Cependant, comme la dyslexie, on peut la définir par exclusion : elle ne résulte ni d’un retard mental, ni d’un enseignement inapproprié, ni d’un déficit sensoriel. Elle est souvent associée à la dyslexie (60%), à des troubles de l’attention (TDAH) (25%) ou des troubles visuo-spatiaux.

On peut donc considérer la dyscalculie comme :

  • un trouble primaire, résultant d’un dysfonctionnement cortical par perte de matières grises dans les sillons intra-pariétaux dédiés aux traitements numériques, aux gnosies digitales (reconnaissance à l’aveugle de ses doigts), à la différenciation gauche-droite et à l’écriture ;
  • un trouble secondaire s’inscrivant dans un trouble plus général des fonctions cognitives ;
  • un trouble général du développement des fonctions logico-mathématiques dans lequel la construction du nombre est corrélative du développement de la logique (en référence à la théorie piagétienne).

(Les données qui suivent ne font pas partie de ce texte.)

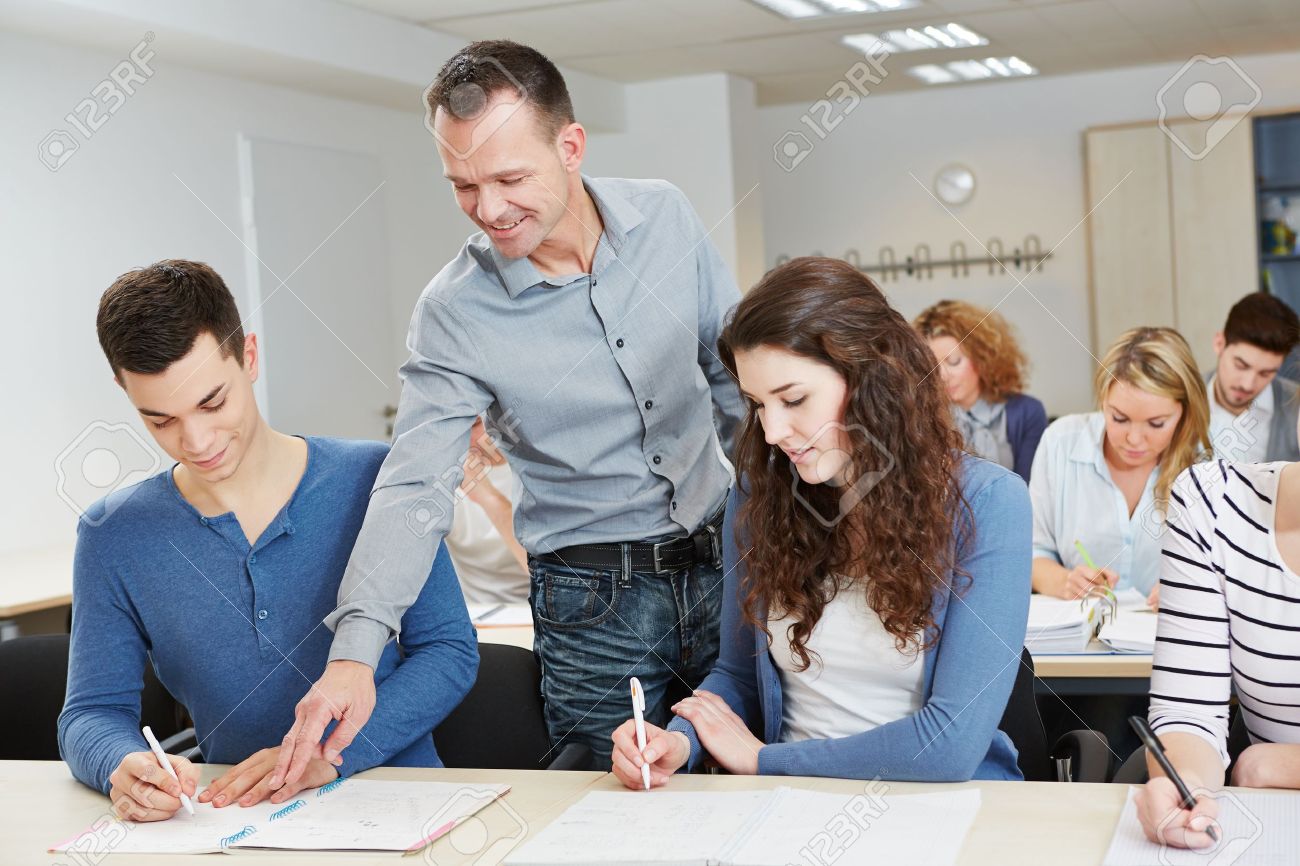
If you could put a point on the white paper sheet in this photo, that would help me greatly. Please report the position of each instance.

Dyscalculie comme trouble numérique de base (primaire)

L’hypothèse actuelle la plus relevée soutient que les enfants qui présentent une dyscalculie souffrent d’une difficulté de développement d’une représentation numérique exacte(magnitude) à partir surtout des symboles (chiffres arabes et verbaux).

Dès les premiers mois de la vie, l’enfant a deux systèmes à sa disposition lui permettant de différencier des collections d’objets de taille différente :

  • un système permettant de se représenter immédiatement des collections de moins de quatre éléments, qui évolue vers le subitizing (dénombrement immédiat sans comptage) chez l’adulte ;
  • un système permettant une représentation approximative de la grandeur numérique des plus grandes quantités : distinction chez le bébé de 6 mois de collections entretenant un rapport de ½ (4 et 8 par exemple…) et de 2/3 chez le bébé de 9 mois (6 et 9…).

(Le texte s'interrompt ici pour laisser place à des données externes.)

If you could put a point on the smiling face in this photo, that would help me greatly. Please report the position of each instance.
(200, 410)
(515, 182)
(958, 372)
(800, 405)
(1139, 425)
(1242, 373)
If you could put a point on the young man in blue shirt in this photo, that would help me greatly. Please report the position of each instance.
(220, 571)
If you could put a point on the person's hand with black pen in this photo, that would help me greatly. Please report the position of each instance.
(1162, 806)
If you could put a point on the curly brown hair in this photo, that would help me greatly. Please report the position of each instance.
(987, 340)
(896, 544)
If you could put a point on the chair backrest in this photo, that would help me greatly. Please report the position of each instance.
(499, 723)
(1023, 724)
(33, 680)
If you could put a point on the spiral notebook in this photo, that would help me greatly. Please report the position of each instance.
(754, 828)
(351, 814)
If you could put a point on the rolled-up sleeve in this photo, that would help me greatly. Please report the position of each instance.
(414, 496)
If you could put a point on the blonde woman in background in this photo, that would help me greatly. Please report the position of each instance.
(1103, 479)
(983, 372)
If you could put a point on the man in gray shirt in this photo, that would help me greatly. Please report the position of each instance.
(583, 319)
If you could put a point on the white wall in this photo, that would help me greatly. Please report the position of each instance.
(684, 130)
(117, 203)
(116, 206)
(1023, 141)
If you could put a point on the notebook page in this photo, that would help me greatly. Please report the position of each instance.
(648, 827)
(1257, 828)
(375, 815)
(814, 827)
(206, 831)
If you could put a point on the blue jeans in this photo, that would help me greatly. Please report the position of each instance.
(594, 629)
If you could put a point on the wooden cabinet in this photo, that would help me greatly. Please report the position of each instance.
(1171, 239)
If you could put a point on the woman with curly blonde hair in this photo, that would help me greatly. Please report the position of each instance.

Cette acuité numérique se développerait tout au cours de l’enfance mais deux fois plus lentement chez les sujets présentant une dyscalculie pénalisant, avec persistance, la construction d’une représentation numérique des symboles arabes et verbaux relevée plus haut.

Dyscalculie comme secondaire à un trouble cognitif

Plusieurs facteurs cognitifs généraux principaux sont mentionnés comme causes possibles :

  • un trouble visuo-spatial :
    • dans le dénombrement d’objets notamment lorsque la collection est disposée aléatoirement
    • dans l’orientation de droite à gauche (unités à droite, dizaines à gauche…) ;
    • dans la notation positionnelle (210 vs 201) ;
    • dans la disposition des nombres (par exemple en colonnes) ;
  • un défaut de la représentation mentale des doigts (dysgnosie digitale, maladresse) pourrait perturber également l’acquisition des capacités numériques, les doigts jouant un rôle de pré-représentation du nombre chez le jeune enfant (avant 8 ans) ;
  • un trouble de langage : dans l’apprentissage de la suite des nombres, leur lecture / écriture ou transcodage (passage du verbal aux chiffres et réciproquement) ;
  • un trouble de la mémoire de travail (difficulté de rétention temporaire verbale ou visuelle de l’information numérique) ;
  • un trouble de la mémoire à long terme : difficultés de récupération directe en mémoire des faits numériques (exemple : 6 x 7 = 12, 36, 42, 49 ou 56 ? : interférence entre chiffres se retrouvant en résultat d’opérations de chacun d’eux) ;
  • un trouble attentionnel.

Dyscalculie et troubles logico-mathématiques

Selon Jean Piaget le nombre ne devient chez le jeune enfant une notion opératoire que lorsque ce dernier est capable de concevoir la conservation de l’extension d’une collection(invariance à la modification de la forme de cette collection), la sériation des éléments d’une collection (mise en ordre) et l’inclusion des classes (pomme vs fruit).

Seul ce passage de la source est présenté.